The main Buchenwald camp was officially liberated on April 11, 1945. But the camp and its subcamps were emptied of tens of thousands of prisoners as American troops neared. The U.S. troops held at the Berga compound were no exception.
“Very definite that we are moving away from here and on foot. This isn’t very good for our sick men. No drinking water and no latrines,” Acevedo wrote in his diary on April 4, 1945.
He says they began a death march of 217 miles (349 kilometers) that would last three weeks. More than 300 U.S. soldiers were alive at the start of the march, he says; about 165 were left by the end, when they were finally liberated.
Lines of political prisoners in front of them during the march caught the full brunt of angry Nazi soldiers.
“We saw massacres of people being slaughtered off the highway. Women, children,” he says. “You could see people of all ages, hanging on barbed wire.”
One of his diary entries exemplifies an extraordinary patriotism among soldiers, even as they were being marched to their deaths. “Bad news for us. President Roosevelt’s death. We all felt bad about it. We held a prayer service for the repose of his soul,” Acevedo wrote on April 13, 1945.
It adds, “Burdeski died today.”
To this day, Acevedo still remembers that soldier. He wanted to perform a tracheotomy using his diary pen to save Burdeski, a 41-year-old father of six children. A German commander struck Acevedo in the jaw with a rifle when he asked.
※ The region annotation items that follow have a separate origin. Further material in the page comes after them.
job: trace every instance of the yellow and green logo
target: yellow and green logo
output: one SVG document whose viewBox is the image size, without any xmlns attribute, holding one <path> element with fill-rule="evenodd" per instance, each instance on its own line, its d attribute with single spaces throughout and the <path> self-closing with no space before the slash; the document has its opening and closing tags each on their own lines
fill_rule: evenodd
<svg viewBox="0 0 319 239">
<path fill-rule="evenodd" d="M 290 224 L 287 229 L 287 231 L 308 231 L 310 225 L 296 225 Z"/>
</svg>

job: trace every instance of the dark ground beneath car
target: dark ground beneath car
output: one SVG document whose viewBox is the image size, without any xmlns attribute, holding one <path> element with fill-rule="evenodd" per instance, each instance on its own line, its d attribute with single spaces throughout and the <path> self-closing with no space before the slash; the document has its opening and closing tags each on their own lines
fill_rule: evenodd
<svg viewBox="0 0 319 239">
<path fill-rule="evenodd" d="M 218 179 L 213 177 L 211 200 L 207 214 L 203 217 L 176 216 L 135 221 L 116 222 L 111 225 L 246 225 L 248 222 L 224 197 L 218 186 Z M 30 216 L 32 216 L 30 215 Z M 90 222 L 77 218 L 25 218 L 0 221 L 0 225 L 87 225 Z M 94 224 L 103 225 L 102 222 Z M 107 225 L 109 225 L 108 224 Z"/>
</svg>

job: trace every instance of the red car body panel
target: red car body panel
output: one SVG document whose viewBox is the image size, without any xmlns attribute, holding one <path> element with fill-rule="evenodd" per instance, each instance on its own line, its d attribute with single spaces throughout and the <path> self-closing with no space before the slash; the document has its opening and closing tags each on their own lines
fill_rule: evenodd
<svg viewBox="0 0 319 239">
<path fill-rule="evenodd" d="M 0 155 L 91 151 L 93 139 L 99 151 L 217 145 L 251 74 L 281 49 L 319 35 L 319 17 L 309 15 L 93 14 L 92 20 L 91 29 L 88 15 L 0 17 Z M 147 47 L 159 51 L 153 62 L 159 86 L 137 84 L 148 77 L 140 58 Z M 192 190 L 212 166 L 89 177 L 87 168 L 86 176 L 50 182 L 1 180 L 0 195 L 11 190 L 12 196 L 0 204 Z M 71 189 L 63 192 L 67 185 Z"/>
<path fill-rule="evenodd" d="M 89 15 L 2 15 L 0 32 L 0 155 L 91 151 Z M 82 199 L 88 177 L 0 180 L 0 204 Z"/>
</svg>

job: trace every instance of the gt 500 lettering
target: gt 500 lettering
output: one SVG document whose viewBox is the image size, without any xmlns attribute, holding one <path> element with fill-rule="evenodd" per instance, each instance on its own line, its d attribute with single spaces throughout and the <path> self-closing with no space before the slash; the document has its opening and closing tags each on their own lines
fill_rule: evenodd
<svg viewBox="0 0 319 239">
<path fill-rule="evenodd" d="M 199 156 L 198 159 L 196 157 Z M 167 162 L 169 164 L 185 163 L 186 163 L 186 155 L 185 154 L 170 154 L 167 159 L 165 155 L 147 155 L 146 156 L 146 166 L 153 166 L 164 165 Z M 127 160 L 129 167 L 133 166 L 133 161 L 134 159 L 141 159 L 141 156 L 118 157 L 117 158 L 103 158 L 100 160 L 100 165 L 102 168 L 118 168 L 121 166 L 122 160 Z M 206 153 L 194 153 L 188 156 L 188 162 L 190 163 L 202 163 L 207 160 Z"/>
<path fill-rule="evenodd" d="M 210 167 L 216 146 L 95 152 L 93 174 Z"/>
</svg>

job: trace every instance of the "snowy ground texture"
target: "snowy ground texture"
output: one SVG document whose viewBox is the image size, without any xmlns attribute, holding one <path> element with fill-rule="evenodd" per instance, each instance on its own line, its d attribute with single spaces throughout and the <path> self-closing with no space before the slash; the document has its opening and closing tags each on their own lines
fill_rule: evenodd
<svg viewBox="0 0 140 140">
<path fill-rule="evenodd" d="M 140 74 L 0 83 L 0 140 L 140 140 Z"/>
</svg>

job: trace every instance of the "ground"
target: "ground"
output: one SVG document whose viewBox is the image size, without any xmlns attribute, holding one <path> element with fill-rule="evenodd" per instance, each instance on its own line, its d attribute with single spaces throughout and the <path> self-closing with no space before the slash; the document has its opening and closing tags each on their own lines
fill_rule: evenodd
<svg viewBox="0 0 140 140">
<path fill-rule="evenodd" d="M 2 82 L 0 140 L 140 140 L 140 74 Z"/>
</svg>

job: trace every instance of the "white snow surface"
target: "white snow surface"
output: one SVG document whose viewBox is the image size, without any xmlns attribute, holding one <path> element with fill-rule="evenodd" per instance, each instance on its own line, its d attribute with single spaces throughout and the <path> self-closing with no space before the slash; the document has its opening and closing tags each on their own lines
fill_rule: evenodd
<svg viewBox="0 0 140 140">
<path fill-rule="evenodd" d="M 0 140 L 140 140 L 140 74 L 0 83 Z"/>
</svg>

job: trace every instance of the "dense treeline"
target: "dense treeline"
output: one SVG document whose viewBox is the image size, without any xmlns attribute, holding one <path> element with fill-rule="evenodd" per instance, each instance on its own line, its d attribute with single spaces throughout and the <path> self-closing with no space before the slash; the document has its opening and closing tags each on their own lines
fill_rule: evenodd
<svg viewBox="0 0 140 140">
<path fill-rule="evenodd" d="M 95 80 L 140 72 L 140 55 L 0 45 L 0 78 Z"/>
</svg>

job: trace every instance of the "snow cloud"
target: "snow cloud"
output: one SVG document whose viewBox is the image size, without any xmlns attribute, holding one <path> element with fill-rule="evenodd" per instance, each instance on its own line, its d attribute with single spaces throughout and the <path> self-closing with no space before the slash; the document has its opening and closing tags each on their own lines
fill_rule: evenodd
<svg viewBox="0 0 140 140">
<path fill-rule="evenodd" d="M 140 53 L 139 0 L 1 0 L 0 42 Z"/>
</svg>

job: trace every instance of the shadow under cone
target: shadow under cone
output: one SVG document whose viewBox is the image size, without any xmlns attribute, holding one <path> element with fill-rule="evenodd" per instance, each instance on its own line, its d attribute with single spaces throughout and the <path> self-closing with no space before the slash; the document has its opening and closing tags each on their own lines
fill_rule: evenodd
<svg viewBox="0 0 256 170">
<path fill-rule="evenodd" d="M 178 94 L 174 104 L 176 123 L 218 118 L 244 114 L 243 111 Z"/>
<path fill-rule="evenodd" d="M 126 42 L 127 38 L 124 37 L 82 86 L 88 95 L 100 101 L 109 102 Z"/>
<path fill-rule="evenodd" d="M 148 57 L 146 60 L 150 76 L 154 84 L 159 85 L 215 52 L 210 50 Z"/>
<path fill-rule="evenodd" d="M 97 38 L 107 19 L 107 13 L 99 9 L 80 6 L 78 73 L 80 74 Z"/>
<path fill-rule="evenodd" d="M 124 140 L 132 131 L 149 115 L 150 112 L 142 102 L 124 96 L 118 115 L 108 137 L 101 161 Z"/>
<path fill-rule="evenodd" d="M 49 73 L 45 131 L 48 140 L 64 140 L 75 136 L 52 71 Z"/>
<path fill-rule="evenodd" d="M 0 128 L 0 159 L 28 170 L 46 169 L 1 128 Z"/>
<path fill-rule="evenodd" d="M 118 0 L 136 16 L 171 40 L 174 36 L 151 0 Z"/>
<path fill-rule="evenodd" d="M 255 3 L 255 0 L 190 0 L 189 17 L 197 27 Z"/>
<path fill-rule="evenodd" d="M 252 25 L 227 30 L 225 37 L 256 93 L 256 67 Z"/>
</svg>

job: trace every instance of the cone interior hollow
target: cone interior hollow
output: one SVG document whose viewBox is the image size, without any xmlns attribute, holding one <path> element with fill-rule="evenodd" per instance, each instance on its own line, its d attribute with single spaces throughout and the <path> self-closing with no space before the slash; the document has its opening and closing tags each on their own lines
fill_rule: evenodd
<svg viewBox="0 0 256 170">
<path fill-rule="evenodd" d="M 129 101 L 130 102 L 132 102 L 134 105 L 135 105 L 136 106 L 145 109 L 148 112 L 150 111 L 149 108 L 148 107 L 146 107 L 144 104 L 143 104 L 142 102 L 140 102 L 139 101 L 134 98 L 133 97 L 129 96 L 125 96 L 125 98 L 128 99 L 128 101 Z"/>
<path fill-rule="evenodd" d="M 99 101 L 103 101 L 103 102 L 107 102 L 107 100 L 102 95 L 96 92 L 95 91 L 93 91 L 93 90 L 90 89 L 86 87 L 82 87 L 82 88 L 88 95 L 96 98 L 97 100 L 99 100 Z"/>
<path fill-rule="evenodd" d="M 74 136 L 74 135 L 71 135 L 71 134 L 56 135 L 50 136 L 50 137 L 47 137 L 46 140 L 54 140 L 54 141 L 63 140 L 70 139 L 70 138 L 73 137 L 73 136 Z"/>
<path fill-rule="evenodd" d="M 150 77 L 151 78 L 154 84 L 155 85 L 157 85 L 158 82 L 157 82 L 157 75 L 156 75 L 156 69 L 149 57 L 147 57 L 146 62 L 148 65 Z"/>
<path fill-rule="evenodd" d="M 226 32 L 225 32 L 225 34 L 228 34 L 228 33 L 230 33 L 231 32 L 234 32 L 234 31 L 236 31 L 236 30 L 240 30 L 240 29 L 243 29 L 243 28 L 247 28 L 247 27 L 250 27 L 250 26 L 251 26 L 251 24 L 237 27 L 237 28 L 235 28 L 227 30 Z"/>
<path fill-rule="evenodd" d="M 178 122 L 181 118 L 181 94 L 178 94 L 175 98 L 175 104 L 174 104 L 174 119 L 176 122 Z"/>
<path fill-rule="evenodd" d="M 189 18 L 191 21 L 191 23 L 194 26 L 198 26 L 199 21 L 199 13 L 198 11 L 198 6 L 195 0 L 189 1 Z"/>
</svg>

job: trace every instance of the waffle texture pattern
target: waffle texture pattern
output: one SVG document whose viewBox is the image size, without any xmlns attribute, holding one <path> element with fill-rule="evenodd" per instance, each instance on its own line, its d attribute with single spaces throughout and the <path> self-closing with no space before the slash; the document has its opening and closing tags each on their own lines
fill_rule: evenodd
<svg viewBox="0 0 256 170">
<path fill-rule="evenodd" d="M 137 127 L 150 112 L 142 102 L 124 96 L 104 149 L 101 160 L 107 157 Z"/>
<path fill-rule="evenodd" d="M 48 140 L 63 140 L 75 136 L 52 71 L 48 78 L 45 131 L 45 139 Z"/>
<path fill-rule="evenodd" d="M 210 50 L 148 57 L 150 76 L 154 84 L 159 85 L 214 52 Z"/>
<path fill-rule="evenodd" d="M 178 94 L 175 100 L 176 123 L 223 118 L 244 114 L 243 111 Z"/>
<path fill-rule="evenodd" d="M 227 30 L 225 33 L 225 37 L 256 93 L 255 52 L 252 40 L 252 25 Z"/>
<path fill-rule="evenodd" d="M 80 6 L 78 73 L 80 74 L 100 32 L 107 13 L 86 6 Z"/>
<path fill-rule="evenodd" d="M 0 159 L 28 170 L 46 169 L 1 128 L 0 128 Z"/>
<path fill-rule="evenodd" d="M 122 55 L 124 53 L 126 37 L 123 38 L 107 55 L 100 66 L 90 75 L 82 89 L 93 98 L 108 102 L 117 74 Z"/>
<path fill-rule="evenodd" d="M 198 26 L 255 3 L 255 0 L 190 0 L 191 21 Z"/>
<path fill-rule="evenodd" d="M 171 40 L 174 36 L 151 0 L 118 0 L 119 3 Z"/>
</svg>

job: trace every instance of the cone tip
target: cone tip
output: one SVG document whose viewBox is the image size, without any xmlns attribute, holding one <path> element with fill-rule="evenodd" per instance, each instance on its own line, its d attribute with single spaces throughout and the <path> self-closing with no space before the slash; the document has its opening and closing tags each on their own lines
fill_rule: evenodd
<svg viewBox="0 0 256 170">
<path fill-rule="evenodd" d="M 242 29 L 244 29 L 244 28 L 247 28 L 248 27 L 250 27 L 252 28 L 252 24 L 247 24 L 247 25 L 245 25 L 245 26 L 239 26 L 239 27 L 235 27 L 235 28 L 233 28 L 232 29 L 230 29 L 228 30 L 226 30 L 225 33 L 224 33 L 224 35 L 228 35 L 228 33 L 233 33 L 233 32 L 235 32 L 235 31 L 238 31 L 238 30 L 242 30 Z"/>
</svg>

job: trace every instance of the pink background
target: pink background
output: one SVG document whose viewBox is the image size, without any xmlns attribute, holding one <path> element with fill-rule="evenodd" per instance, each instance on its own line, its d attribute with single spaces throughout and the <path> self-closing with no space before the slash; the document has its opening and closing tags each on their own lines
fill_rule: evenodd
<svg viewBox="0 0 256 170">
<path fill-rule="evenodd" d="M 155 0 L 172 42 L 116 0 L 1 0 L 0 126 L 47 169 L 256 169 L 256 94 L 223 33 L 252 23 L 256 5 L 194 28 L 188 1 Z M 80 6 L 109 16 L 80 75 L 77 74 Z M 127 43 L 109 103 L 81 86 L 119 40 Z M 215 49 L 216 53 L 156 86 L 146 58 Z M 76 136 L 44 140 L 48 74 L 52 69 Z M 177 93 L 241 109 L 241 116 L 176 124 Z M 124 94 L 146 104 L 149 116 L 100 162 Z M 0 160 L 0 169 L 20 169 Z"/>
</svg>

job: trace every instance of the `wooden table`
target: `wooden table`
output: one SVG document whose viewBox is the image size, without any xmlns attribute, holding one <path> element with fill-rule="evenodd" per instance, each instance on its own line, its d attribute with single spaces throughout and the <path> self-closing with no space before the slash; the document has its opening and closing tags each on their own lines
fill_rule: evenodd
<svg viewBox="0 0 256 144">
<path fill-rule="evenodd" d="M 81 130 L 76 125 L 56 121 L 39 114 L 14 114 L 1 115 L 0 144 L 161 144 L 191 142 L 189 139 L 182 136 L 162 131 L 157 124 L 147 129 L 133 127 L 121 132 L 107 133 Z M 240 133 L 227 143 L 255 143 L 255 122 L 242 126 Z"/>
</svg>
“I’ll never forget,” he says.
On a recent day, about a dozen prisoners of war held during World War II and their liberators gathered at the Jerry L. Pettis Memorial Veterans Medical Center in Loma Linda, California. Many applauded Acevedo for his heroics.
“Those of us in combat have our own heroes, and those are the medics. And that’s Antonio. Thank you, Antonio,” one of the men said.
The men gathered there nodded their heads. Two stood to shake Acevedo’s hand.
“The people that are in this room really are an endangered species,” another man said. “When they’re gone, they’re gone. … That is why they should be honored and put in history for generations to come, because there are not that many of them left.”
Donald George sat next to Acevedo. The two were captured about a half-mile apart during the Battle of the Bulge. “It’s hard to explain how it is to be sitting with a bunch of people that you know they’ve been through the same thing you’ve been through,” George said.
“Some of us want to talk about it, and some of us don’t. Some of us want to cry about it once in a while, and some of us won’t. But it’s all there,” he said.
“We still like to come and be together a couple times a month,” George added, before Acevedo finished his sentence: “To exchange what you are holding back inside.”
Acevedo says the world must never forget the atrocities of World War II and that for killing 6 million Jews, Hitler was the worst terrorist of all time. He doesn’t want the world to ever slide backward.